Saving Mr. Banks is a film about the long and difficult process of making the Disney musical Mary Poppins
This year’s BFI London Film Festival kicked off with maritime thriller Captain Phillips, a true story in which Tom Hanks plays a ship’s captain taken hostage by Somali pirates in 2009.
Speaking about his role as Walt Disney, Tom Hanks said: “In a lot of ways Mary Poppins was the crowning achievement of everything he did, it won all the Academy Awards, it was a huge monster hit and it was the last movie that he truly was hands-on.”
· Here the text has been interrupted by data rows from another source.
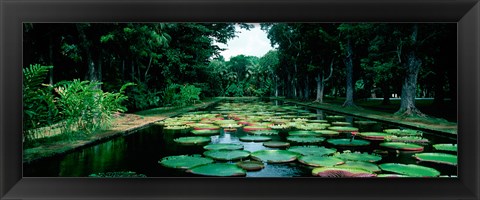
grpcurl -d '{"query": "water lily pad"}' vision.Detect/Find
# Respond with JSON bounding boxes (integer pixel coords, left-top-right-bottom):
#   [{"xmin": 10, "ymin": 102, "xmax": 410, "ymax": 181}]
[
  {"xmin": 379, "ymin": 163, "xmax": 440, "ymax": 177},
  {"xmin": 312, "ymin": 167, "xmax": 376, "ymax": 177},
  {"xmin": 219, "ymin": 123, "xmax": 243, "ymax": 129},
  {"xmin": 243, "ymin": 125, "xmax": 270, "ymax": 132},
  {"xmin": 413, "ymin": 153, "xmax": 457, "ymax": 166},
  {"xmin": 298, "ymin": 155, "xmax": 345, "ymax": 167},
  {"xmin": 159, "ymin": 155, "xmax": 214, "ymax": 169},
  {"xmin": 193, "ymin": 124, "xmax": 220, "ymax": 130},
  {"xmin": 251, "ymin": 150, "xmax": 301, "ymax": 163},
  {"xmin": 287, "ymin": 146, "xmax": 336, "ymax": 156},
  {"xmin": 191, "ymin": 129, "xmax": 220, "ymax": 136},
  {"xmin": 326, "ymin": 115, "xmax": 345, "ymax": 121},
  {"xmin": 377, "ymin": 174, "xmax": 410, "ymax": 178},
  {"xmin": 263, "ymin": 141, "xmax": 290, "ymax": 148},
  {"xmin": 327, "ymin": 139, "xmax": 370, "ymax": 147},
  {"xmin": 163, "ymin": 126, "xmax": 191, "ymax": 134},
  {"xmin": 334, "ymin": 151, "xmax": 382, "ymax": 162},
  {"xmin": 384, "ymin": 129, "xmax": 423, "ymax": 136},
  {"xmin": 355, "ymin": 121, "xmax": 378, "ymax": 125},
  {"xmin": 384, "ymin": 136, "xmax": 429, "ymax": 144},
  {"xmin": 187, "ymin": 163, "xmax": 246, "ymax": 177},
  {"xmin": 331, "ymin": 122, "xmax": 352, "ymax": 126},
  {"xmin": 203, "ymin": 149, "xmax": 250, "ymax": 161},
  {"xmin": 337, "ymin": 161, "xmax": 381, "ymax": 172},
  {"xmin": 328, "ymin": 126, "xmax": 359, "ymax": 133},
  {"xmin": 314, "ymin": 130, "xmax": 340, "ymax": 137},
  {"xmin": 380, "ymin": 142, "xmax": 424, "ymax": 152},
  {"xmin": 89, "ymin": 171, "xmax": 147, "ymax": 178},
  {"xmin": 432, "ymin": 144, "xmax": 457, "ymax": 152},
  {"xmin": 357, "ymin": 132, "xmax": 393, "ymax": 141},
  {"xmin": 236, "ymin": 160, "xmax": 265, "ymax": 171},
  {"xmin": 204, "ymin": 143, "xmax": 244, "ymax": 150},
  {"xmin": 288, "ymin": 130, "xmax": 322, "ymax": 137},
  {"xmin": 287, "ymin": 136, "xmax": 325, "ymax": 144},
  {"xmin": 248, "ymin": 130, "xmax": 279, "ymax": 136},
  {"xmin": 308, "ymin": 119, "xmax": 328, "ymax": 123},
  {"xmin": 174, "ymin": 136, "xmax": 211, "ymax": 146},
  {"xmin": 239, "ymin": 135, "xmax": 272, "ymax": 142}
]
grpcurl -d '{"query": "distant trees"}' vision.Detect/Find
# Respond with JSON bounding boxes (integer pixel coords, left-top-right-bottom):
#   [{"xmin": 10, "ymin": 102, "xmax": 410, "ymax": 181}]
[
  {"xmin": 261, "ymin": 23, "xmax": 456, "ymax": 116},
  {"xmin": 23, "ymin": 23, "xmax": 456, "ymax": 118}
]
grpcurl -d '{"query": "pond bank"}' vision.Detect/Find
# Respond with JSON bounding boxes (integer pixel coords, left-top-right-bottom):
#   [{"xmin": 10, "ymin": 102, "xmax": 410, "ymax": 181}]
[
  {"xmin": 274, "ymin": 98, "xmax": 457, "ymax": 137},
  {"xmin": 23, "ymin": 99, "xmax": 222, "ymax": 163}
]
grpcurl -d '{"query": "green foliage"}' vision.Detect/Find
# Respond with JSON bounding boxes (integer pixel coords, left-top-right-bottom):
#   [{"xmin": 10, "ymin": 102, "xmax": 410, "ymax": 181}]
[
  {"xmin": 162, "ymin": 83, "xmax": 202, "ymax": 106},
  {"xmin": 225, "ymin": 83, "xmax": 244, "ymax": 97},
  {"xmin": 125, "ymin": 80, "xmax": 161, "ymax": 111},
  {"xmin": 54, "ymin": 80, "xmax": 129, "ymax": 135},
  {"xmin": 23, "ymin": 64, "xmax": 58, "ymax": 141}
]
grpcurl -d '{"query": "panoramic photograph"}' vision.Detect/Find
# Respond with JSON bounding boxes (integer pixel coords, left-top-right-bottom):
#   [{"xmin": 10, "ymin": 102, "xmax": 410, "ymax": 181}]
[{"xmin": 23, "ymin": 23, "xmax": 457, "ymax": 177}]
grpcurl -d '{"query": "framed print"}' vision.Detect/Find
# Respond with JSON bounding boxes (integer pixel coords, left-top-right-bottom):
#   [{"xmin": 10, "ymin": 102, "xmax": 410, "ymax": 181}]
[{"xmin": 1, "ymin": 0, "xmax": 479, "ymax": 199}]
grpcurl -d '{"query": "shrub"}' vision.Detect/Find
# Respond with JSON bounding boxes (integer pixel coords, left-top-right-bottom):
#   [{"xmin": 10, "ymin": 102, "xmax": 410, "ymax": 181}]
[
  {"xmin": 54, "ymin": 80, "xmax": 132, "ymax": 136},
  {"xmin": 162, "ymin": 83, "xmax": 202, "ymax": 106},
  {"xmin": 124, "ymin": 80, "xmax": 161, "ymax": 111},
  {"xmin": 225, "ymin": 83, "xmax": 244, "ymax": 97}
]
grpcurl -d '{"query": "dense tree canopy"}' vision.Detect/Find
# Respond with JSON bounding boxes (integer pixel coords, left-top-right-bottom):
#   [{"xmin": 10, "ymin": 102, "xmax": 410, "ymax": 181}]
[{"xmin": 24, "ymin": 22, "xmax": 457, "ymax": 129}]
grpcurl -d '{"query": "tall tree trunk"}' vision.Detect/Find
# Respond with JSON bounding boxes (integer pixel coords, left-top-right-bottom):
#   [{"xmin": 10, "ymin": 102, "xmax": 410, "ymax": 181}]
[
  {"xmin": 131, "ymin": 60, "xmax": 135, "ymax": 81},
  {"xmin": 275, "ymin": 75, "xmax": 279, "ymax": 97},
  {"xmin": 396, "ymin": 24, "xmax": 425, "ymax": 116},
  {"xmin": 433, "ymin": 72, "xmax": 445, "ymax": 106},
  {"xmin": 343, "ymin": 39, "xmax": 356, "ymax": 107},
  {"xmin": 315, "ymin": 73, "xmax": 325, "ymax": 103},
  {"xmin": 381, "ymin": 84, "xmax": 391, "ymax": 105},
  {"xmin": 76, "ymin": 24, "xmax": 99, "ymax": 85},
  {"xmin": 48, "ymin": 36, "xmax": 54, "ymax": 85},
  {"xmin": 304, "ymin": 76, "xmax": 310, "ymax": 100}
]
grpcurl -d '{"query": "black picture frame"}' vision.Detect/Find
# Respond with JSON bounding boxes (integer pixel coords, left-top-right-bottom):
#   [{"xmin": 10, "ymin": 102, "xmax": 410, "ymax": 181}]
[{"xmin": 1, "ymin": 0, "xmax": 479, "ymax": 199}]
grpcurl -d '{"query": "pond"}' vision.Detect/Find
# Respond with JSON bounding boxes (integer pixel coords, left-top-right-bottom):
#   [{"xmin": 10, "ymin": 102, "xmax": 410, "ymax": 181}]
[{"xmin": 24, "ymin": 99, "xmax": 457, "ymax": 177}]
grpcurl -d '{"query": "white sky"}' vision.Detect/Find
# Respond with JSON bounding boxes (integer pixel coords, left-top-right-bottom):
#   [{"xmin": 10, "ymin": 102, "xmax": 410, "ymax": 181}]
[{"xmin": 215, "ymin": 23, "xmax": 274, "ymax": 61}]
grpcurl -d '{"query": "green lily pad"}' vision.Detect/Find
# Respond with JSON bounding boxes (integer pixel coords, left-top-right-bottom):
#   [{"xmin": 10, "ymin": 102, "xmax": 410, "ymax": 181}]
[
  {"xmin": 337, "ymin": 161, "xmax": 381, "ymax": 172},
  {"xmin": 384, "ymin": 136, "xmax": 429, "ymax": 144},
  {"xmin": 287, "ymin": 146, "xmax": 336, "ymax": 156},
  {"xmin": 287, "ymin": 136, "xmax": 325, "ymax": 144},
  {"xmin": 432, "ymin": 144, "xmax": 457, "ymax": 152},
  {"xmin": 288, "ymin": 130, "xmax": 322, "ymax": 137},
  {"xmin": 379, "ymin": 142, "xmax": 424, "ymax": 152},
  {"xmin": 163, "ymin": 126, "xmax": 191, "ymax": 134},
  {"xmin": 308, "ymin": 119, "xmax": 328, "ymax": 123},
  {"xmin": 312, "ymin": 167, "xmax": 376, "ymax": 177},
  {"xmin": 263, "ymin": 141, "xmax": 290, "ymax": 148},
  {"xmin": 357, "ymin": 132, "xmax": 392, "ymax": 141},
  {"xmin": 219, "ymin": 123, "xmax": 243, "ymax": 129},
  {"xmin": 159, "ymin": 155, "xmax": 214, "ymax": 169},
  {"xmin": 191, "ymin": 129, "xmax": 220, "ymax": 136},
  {"xmin": 251, "ymin": 150, "xmax": 301, "ymax": 163},
  {"xmin": 327, "ymin": 139, "xmax": 370, "ymax": 147},
  {"xmin": 174, "ymin": 136, "xmax": 211, "ymax": 146},
  {"xmin": 298, "ymin": 155, "xmax": 345, "ymax": 167},
  {"xmin": 248, "ymin": 130, "xmax": 279, "ymax": 136},
  {"xmin": 377, "ymin": 174, "xmax": 410, "ymax": 178},
  {"xmin": 314, "ymin": 130, "xmax": 340, "ymax": 137},
  {"xmin": 89, "ymin": 171, "xmax": 147, "ymax": 178},
  {"xmin": 413, "ymin": 153, "xmax": 457, "ymax": 166},
  {"xmin": 236, "ymin": 160, "xmax": 265, "ymax": 171},
  {"xmin": 334, "ymin": 151, "xmax": 382, "ymax": 162},
  {"xmin": 326, "ymin": 115, "xmax": 345, "ymax": 120},
  {"xmin": 384, "ymin": 129, "xmax": 423, "ymax": 136},
  {"xmin": 204, "ymin": 143, "xmax": 244, "ymax": 150},
  {"xmin": 239, "ymin": 135, "xmax": 272, "ymax": 142},
  {"xmin": 379, "ymin": 163, "xmax": 440, "ymax": 177},
  {"xmin": 187, "ymin": 163, "xmax": 246, "ymax": 177},
  {"xmin": 331, "ymin": 122, "xmax": 352, "ymax": 126},
  {"xmin": 327, "ymin": 126, "xmax": 359, "ymax": 133},
  {"xmin": 193, "ymin": 124, "xmax": 220, "ymax": 130},
  {"xmin": 243, "ymin": 125, "xmax": 270, "ymax": 132},
  {"xmin": 203, "ymin": 149, "xmax": 250, "ymax": 161}
]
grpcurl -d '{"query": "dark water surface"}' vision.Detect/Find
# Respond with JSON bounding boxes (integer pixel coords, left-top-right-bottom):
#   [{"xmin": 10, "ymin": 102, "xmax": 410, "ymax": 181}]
[{"xmin": 24, "ymin": 100, "xmax": 457, "ymax": 177}]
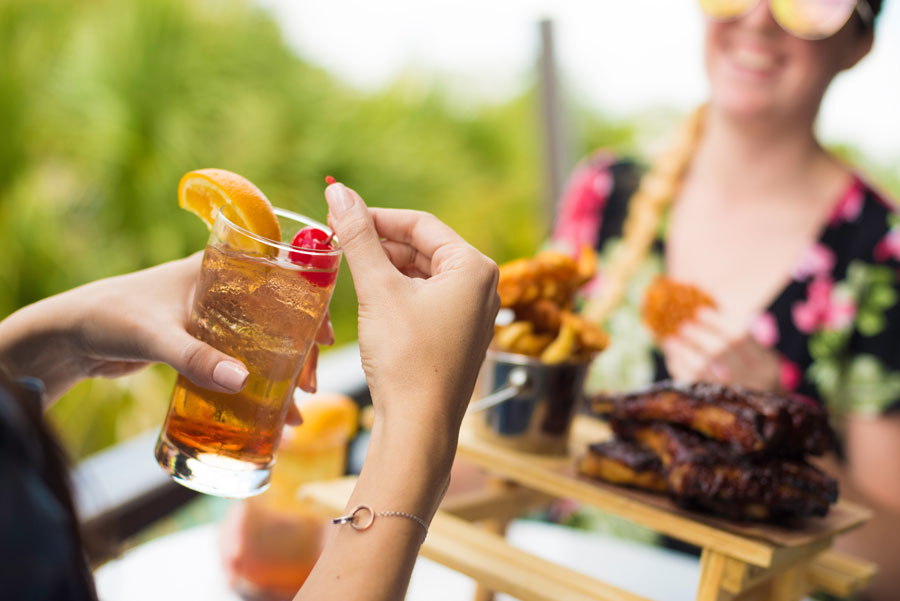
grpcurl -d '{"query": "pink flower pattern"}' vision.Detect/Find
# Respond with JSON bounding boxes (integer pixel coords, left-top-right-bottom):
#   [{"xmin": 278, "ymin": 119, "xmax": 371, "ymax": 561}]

In reality, Walt Disney had spent some 20 years in pursuit of the film rights to Mary Poppins. The main focus of the film is the two weeks in 1961 that PL Travers reluctantly spent with Walt Disney in Los Angeles as he tried to win her over.
During the visit she was played songs by the Sherman brothers, which ended up in the 1964 film, such as A Spoonful of Sugar and Let’s Go Fly a Kite.
PL Travers, who died in 1996, so disliked the Oscar-winning Disney production that she never allowed any more Mary Poppins books to be adapted into films.
The cast of Saving Mr. Banks also includes Irish actor Colin Farrell and English actress Ruth Wilson, who play the parents of the young PL Travers in 1906 Australia.